We load the data using pandas, which is like opening a spreadsheet.

We count how many people use each plan in each zip code.

We create a matrix (table) where rows are zip codes and columns are plans, with cells showing counts.

We split this data into training and testing sets.

import pandas as pd
from sklearn.model_selection import train_test_split
import seaborn as sns
import matplotlib.pyplot as plt

# Load your dataset
# data = pd.read_csv('your_dataset.csv')

# Sample data (from the previous step)
data = {
'zip_code': [10001]*5 + [10002]*5 + [10003]*5 + [10004]*5,
'customer_id': range(1, 21),
'plan_id': [1, 2, 1, 2, 1, 3, 3, 4, 4, 4, 2, 2, 2, 3, 3, 1, 1, 1, 2, 2]
}

# Create a DataFrame
df = pd.DataFrame(data)

# Assuming the dataset has columns: 'zip_code', 'customer_id', 'plan_id'
# Group by zip_code and plan_id to get the count of
# customers for each plan in each zip code
plan_counts = df
.groupby(['zip_code', 'plan_id'])
.size()
.reset_index(name='count')

# Pivot the data to create a matrix
plan_matrix = plan_counts
.pivot(index='zip_code', columns='plan_id', values='count')
.fillna(0)

# Plot the heatmap


# Figure Size: plt.figure(figsize=(10, 6)) sets the size of the plot.
# You can adjust the size as needed.

# Heatmap:
# sns.heatmap(plan_matrix, annot=True, fmt='g', cmap='viridis') creates the heatmap.
# Here:
# plan_matrix is the data to be visualized.

# annot=True adds the counts as annotations in the heatmap cells.

# fmt='g' specifies the format of the annotations (general format).

# cmap='viridis' sets the color map of the heatmap.
# You can choose other color maps like coolwarm, plasma, etc.

# Titles and Labels: Adding titles and axis labels to make the plot informative.
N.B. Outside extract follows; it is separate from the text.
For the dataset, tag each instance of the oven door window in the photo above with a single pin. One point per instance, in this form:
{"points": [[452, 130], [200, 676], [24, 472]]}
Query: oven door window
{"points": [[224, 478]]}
# Display: plt.show() displays the plot.

# Split the data into training and testing sets

plt.figure(figsize=(10, 6)) # Set the figure size
sns.heatmap(plan_matrix, annot=True, fmt='g', cmap='viridis') # Create the heatmap

# Add titles and labels
plt.title('Number of Customers per Plan by Zip Code')
plt.xlabel('Plan ID')
plt.ylabel('Zip Code')

# Show the plot
plt.show()

train_data, test_data = train_test_split(plan_matrix, test_size=0.2, random_state=42)


# Plot the heatmap for train_data
plt.figure(figsize=(10, 6)) # Set the figure size
sns.heatmap(train_data, annot=True, fmt='g', cmap='viridis') # Create the heatmap

# Add titles and labels
plt.title('Train Data: Number of Customers per Plan by Zip Code')
plt.xlabel('Plan ID')
plt.ylabel('Zip Code')

# Show the plot
plt.show()


# Plot the heatmap for test_data
plt.figure(figsize=(10, 6)) # Set the figure size
sns.heatmap(test_data, annot=True, fmt='g', cmap='viridis') # Create the heatmap

# Add titles and labels
plt.title('Test Data: Number of Customers per Plan by Zip Code')
plt.xlabel('Plan ID')
plt.ylabel('Zip Code')

# Show the plot
plt.show()

Step 2: Model Selection

🤔

What we're doing : We're choosing a type of machine learning model that can learn patterns from our data. In this case, we use something called "matrix factorization," which is good for recommendation systems.

😯
  1. Define a dataset class: We create a special way to handle our data so it can be used for training the model.
  2. Define the model: We set up a basic recommendation model. This model will learn how to predict which plans are popular based on the zip code.

import torch # Import PyTorch for building and training the model
import torch.nn as nn # Import the neural network module from PyTorch
import torch.optim as optim # Import optimizers from PyTorch
# Import DataLoader and Dataset for handling data in PyTorch
from torch.utils.data import DataLoader, Dataset

# Define a custom dataset class
class PlanRecommendationDataset(Dataset):
def __init__(self, data):
# Convert the DataFrame values to a PyTorch tensor
self.data = torch.tensor(data.values, dtype=torch.float32)

def __len__(self):
return self.data.shape[0] # Return the number of rows (zip codes)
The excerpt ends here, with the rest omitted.